Data ModelΒΆ

Bufrpy data model matches that of the BUFR messages fairly closely, though not as closely as libbufr or the Python libbufr wrappers. Typically BUFR messages are stored in a file so that the file contains a single BUFR message. Some applications (e.g. SAFNWC HWR) store multiple messages in a single file, requiring some tricks to read them.

The top-level data structure in bufrpy is Message that corresponds to one BUFR message. A BUFR message contains 6 sections, some of which contain metadata and some the actual data. The most important sections are numbers 3 and 4. They contain data descriptors and the data itself respectively. Logically BUFR files contain at least one subset of data. Each subset follows the same structure, defined by the data descriptors in section 3. In bufrpy, sections are attributes of Message. Section 4 contains the data subsets as a list of BufrSubset objects.

Logically each subset is a linear sequence of data values. All metadata about the data is stored in the descriptors. However, there are certain looping constructs (replication descriptors) that allow repetition of a sequence of data items.

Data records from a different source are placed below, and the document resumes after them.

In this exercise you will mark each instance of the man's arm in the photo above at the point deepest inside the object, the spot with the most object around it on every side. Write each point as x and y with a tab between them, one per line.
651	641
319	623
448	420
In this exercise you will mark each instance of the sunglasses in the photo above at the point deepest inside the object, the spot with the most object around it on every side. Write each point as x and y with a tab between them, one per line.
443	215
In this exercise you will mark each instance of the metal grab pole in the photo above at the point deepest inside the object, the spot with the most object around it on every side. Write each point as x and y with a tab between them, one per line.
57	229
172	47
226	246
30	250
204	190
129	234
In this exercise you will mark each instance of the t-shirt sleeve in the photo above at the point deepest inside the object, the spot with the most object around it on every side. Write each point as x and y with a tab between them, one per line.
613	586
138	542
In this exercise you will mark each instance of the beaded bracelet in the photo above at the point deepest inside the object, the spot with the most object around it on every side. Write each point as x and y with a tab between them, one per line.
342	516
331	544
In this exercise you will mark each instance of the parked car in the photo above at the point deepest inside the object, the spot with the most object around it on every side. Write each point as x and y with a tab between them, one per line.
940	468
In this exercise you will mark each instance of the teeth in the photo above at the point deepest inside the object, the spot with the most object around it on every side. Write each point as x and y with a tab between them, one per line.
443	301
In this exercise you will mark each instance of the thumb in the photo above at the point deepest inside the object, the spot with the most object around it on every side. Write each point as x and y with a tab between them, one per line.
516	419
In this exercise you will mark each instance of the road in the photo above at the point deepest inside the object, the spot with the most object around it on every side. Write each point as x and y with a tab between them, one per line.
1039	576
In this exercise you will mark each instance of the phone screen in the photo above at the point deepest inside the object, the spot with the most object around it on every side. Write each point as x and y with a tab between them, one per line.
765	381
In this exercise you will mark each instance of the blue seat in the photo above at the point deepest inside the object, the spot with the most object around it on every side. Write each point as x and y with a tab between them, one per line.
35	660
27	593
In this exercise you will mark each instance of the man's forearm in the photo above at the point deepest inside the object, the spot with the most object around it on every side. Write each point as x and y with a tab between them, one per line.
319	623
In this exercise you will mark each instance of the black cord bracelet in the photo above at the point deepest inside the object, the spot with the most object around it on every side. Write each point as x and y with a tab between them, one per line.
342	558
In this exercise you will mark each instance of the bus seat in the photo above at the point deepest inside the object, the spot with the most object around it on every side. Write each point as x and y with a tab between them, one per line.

This leads to hierarchical logical structure. Physically the data is still stored in a linear sequence (or in interleaved fashion if a message has multiple data subsets). In bufrpy the data of each dataset is represented by a list of BufrValue objects. A replicated sequence in the data is represented by a list of lists of BufrValue objects so that the outer list contains one list for each repetition, and the inner lists are equivalent to values of a BufrSubset. Hierarchical data is thus naturally represented as nested lists.